De la petite butte au sommet du cimetière, jolie vue d'une part sur l'île-village de Fadiouth, de l'autre sur ses curieux greniers à mil, des paillottes bâties sur pilotis au milieu de la lagune. Et dans la direction opposée, la jetée surmontée d'une route poudreuse qui mène aux champs des villageois sur la terre ferme.
Retour en périlleuse pirogue (ça fait partie du forfait) à Joal où nous attendaient Azur et le chauffeur.
Mardi, nous décidons de nous abstenir de participer à la Fête du Mouton et restons à nous reposer au Tama Lodge, où j'en profite pour prolonger une délicieuse baignade dans une mer fraîche mais bien calme. Le chef lyonnais (qui a passé quelques années à Montréal dans un resto de la rue Saint-Denis) et ses assistants ont concocté un menu de côtelettes d'agneau et de gigot, pour respecter l'esprit du jour. Je passe une bonne heure à explorer le véritable musée d'art africain qu'est notre suite "royale".
Hier, nous avions prévu simplement le retour à Dakar en compagnie de Habib, venu nous chercher avec la voiture de Pape. Mais au dernier moment, sur le conseil du patron du Tama Lodge, nous faisons un détour par la réserve de Bandia, à mi-chemin de notre route. Bien nous en prend, car la visite demeurera comme un des grands moments de notre séjour sénégalais.
Le parc, qui fait environ 1500 hectares aménagés, abrite une extraordinaire variété d'animaux en liberté, du rhinocéros à de jolis mais craintifs renards, en passant par des giraffes, des hippopotames, des crocodiles
et une belle variété de gazelles et autres cervidés.
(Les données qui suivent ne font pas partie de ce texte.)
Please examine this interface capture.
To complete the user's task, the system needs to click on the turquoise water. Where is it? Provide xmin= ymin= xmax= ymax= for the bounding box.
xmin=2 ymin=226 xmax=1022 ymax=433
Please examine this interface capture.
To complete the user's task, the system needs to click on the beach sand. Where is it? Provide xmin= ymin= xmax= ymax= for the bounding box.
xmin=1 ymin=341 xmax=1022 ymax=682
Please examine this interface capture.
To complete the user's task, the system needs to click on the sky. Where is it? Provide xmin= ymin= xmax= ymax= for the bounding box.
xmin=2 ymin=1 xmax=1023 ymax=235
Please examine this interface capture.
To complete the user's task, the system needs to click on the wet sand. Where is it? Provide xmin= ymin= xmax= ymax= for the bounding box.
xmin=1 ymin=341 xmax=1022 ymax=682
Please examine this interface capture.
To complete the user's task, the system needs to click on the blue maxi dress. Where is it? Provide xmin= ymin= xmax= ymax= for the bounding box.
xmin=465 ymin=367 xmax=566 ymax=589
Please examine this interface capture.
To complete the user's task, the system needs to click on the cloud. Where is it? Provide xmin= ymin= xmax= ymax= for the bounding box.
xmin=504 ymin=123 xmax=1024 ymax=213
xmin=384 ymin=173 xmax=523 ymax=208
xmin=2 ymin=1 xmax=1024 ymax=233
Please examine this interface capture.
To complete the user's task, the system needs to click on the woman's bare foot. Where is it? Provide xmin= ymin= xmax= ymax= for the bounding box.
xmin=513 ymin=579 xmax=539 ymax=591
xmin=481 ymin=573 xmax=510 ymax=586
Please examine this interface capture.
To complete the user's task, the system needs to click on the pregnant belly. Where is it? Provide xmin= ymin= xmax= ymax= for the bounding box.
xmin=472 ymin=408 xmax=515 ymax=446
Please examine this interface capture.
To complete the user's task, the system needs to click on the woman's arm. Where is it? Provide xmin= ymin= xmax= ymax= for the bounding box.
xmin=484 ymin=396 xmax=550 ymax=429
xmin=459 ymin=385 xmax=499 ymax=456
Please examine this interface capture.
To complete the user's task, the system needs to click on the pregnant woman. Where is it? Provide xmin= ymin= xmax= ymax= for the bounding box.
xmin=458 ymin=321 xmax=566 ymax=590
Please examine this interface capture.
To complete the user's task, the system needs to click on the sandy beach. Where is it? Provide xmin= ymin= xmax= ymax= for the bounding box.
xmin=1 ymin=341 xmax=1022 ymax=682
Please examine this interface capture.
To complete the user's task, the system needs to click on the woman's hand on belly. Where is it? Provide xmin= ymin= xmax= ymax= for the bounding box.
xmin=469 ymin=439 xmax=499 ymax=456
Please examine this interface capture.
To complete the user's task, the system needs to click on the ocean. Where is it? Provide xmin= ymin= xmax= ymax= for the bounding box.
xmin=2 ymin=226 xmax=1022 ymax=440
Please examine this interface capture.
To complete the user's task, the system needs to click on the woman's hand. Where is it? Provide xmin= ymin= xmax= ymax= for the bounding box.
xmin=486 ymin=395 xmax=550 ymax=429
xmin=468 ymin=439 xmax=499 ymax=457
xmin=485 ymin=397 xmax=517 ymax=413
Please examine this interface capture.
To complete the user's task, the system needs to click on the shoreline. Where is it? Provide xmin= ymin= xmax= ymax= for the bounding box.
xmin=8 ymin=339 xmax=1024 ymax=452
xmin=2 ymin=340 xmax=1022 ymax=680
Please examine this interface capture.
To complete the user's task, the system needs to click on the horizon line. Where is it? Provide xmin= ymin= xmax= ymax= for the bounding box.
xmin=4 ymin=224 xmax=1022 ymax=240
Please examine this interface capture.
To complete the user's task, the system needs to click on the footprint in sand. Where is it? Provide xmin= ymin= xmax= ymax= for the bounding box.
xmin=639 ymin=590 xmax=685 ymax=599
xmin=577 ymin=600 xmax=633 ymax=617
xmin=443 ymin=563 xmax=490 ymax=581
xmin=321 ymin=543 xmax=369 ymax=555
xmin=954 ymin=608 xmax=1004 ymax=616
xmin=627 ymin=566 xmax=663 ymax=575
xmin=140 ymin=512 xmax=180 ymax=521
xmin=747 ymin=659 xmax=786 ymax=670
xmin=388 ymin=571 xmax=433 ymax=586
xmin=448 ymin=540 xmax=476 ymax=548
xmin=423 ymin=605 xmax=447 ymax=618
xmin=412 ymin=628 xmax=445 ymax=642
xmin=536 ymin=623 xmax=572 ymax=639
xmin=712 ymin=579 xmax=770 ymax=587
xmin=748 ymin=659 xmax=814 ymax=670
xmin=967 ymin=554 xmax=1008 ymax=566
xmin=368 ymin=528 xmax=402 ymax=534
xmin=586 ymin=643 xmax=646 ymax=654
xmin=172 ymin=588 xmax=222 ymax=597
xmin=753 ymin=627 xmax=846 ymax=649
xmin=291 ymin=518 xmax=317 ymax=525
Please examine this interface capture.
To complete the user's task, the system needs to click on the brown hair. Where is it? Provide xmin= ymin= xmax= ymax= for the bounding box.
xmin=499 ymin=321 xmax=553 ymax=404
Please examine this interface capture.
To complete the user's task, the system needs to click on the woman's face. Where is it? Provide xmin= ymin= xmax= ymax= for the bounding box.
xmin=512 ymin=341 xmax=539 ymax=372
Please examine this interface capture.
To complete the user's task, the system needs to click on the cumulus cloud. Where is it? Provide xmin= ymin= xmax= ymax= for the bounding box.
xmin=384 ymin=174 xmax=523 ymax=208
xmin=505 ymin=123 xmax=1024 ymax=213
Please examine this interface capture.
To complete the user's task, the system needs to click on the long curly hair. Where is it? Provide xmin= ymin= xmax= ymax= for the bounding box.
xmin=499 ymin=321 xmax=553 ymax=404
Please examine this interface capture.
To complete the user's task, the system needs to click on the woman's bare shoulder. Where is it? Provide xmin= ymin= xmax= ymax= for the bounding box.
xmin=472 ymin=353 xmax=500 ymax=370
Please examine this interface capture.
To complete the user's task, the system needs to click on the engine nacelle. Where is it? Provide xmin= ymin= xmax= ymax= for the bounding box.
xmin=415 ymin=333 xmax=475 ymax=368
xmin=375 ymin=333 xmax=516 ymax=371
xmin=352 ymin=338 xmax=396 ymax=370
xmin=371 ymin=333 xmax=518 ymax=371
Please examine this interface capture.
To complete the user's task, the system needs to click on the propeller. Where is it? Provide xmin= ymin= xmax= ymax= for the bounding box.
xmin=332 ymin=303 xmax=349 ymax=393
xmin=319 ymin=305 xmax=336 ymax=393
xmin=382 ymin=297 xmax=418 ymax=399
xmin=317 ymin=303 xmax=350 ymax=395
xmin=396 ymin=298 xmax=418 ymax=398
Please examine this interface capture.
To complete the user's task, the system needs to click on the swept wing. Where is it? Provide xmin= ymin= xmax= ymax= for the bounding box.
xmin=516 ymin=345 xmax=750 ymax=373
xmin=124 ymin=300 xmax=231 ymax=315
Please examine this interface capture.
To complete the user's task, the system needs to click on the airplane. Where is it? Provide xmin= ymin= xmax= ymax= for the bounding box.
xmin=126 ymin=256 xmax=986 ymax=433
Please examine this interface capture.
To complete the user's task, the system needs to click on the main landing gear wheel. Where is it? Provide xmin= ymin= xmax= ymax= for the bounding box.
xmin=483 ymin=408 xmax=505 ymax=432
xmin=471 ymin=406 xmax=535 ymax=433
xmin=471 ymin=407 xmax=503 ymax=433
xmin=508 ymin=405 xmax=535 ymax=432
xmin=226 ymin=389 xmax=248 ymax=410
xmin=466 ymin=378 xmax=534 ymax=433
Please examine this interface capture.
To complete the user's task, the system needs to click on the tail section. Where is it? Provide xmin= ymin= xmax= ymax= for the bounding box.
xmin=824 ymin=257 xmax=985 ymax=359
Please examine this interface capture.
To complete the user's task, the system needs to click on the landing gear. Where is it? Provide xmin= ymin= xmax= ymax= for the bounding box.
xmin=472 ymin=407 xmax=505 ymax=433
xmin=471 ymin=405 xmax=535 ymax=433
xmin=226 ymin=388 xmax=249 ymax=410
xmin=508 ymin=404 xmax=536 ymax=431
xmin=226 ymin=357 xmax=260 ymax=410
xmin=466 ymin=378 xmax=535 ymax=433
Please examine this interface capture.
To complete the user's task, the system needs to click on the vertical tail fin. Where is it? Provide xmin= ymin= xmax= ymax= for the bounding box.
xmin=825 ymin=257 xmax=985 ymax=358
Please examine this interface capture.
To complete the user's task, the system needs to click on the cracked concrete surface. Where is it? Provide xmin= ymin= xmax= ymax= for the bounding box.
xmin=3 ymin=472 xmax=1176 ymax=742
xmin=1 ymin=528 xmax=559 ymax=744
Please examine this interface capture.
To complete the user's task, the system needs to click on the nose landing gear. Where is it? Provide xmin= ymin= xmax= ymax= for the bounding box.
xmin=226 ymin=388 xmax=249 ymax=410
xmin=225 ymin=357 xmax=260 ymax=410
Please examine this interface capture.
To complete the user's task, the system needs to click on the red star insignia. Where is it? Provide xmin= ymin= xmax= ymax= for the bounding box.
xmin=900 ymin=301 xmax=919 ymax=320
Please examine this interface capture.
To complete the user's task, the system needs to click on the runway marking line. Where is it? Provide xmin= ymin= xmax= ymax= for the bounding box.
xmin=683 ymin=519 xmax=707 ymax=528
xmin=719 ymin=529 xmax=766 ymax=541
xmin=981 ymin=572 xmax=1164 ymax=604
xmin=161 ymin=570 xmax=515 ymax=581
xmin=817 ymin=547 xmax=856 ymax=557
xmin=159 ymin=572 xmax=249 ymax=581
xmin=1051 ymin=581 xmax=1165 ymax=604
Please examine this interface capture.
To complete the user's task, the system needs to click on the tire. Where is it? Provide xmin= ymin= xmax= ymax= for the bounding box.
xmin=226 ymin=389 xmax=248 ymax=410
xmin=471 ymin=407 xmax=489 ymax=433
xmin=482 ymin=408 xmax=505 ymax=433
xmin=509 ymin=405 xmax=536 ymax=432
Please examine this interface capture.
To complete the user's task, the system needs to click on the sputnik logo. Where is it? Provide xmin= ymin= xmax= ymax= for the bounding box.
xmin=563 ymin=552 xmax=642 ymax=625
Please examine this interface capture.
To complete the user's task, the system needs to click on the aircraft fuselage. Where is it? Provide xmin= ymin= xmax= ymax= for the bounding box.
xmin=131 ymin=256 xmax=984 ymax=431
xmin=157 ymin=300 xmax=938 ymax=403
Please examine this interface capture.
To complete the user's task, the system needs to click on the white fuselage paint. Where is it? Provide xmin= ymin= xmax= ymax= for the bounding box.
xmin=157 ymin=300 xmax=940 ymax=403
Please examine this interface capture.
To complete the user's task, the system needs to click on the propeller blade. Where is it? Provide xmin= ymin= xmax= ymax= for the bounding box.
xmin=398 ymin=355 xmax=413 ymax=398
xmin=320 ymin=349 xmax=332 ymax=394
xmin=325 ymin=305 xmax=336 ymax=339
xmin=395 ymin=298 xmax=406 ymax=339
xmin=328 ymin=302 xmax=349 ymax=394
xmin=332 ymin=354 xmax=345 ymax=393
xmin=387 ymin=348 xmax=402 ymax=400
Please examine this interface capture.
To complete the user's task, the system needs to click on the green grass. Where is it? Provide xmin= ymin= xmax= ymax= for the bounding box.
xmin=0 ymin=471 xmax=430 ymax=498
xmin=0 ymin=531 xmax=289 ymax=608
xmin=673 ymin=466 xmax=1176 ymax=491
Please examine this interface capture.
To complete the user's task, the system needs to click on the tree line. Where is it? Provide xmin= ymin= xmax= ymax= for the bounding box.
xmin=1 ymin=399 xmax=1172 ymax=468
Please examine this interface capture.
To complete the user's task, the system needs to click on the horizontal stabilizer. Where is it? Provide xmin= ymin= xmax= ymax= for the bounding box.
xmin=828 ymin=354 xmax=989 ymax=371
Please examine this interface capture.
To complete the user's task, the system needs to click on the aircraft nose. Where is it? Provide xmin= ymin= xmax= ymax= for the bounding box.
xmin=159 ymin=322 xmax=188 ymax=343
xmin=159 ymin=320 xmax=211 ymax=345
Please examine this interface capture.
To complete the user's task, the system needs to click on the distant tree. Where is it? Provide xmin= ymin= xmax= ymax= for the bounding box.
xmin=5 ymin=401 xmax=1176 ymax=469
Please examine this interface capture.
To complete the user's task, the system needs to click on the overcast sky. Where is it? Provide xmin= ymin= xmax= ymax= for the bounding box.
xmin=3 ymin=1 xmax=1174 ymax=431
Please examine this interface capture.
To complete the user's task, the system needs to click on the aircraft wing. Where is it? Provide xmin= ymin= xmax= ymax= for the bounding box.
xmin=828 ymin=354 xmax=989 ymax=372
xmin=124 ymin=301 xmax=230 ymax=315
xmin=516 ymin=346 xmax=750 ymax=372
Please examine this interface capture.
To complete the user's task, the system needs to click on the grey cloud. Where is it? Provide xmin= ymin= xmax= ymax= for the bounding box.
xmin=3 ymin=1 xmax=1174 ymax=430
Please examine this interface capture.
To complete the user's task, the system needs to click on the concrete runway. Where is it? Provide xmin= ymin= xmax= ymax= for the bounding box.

Un guide expérimenté et sympathique nous balade le long de pistes à peine tracées, au hasard desquelles nous apercevons, souvent de très près, des individus de la plupart de ces espèces.
Seul le capricieux rhino se laisse désirer, malgré les méritoires efforts de notre guide pour le suivre à la trace. Son absence est bien compensée par un bon quart d'heure passé à communier avec une paire de giraffes qui se laissent approcher presque à les toucher, se contentant de nous lorgner de bien haut tout en bouffant des feuilles d'eucalyptus à quatre mètres du sol.
Nous nous arrêtons pour une pause-photo au pied du très bizarre "arbre aux griots". C'est un gigantesque baobab (dont les fruits, en passant, s'appellent "pain de singe") à la base duquel se trouve le "cimetière des griots" dont les crânes, tout blancs et bien nettoyés, sont exposés à la vue -- et bien visibles dans la photo. Une superstition locale voulait qu'enterrer un griot (troubadour local doté de qualités magiques) porte malchance, c'est pourquoi on plaçait leurs corps au-dessus du niveau du sol, dans les racines de l'arbre. Une coutume qui n'a pris fin que dans les années 1960...
Le restaurant du parc est sans doute un des seuls endroits au monde où vous pouvez manger une excellente cuisine dans l'intimité de quatre ou cinq crocodiles qui passent le plus clair de leur temps à se dorer au soleil, en face de votre table. Cela, jusqu'à ce qu'un convive lance à l'eau quelques miettes de pain. Sitôt que quelque malheureux poisson monte du fond de l'étang pour s'en emparer, un des crocos fonce dessus comme une torpille, ouvrant sa gueule à la toute dernière seconde pour le happer. J'aurais bien voulu vous montrer ça en photo, mais le mouvement est si rapide que je n'ai jamais réussi à le saisir. Vous vous contenterez donc d'un crocodile au repos!
Entre-temps, après avoir consulté nos amis d'ici et communiqué avec l'Ambassade du Mali, nous nous sommes rendu compte que le projet d'une virée impromptue à Bamako et Tombouctou manquait de réalisme; il aurait fallu planifier ça un bout de temps d'avance. Nous convenons donc de raccourcir de quelques jours notre séjour, et en conséquence nous installons immédiatement à la Madrague, l'auberge de Ngor qui nous avait charmés, pour nos quatre ou cinq derniers jours sénégalais.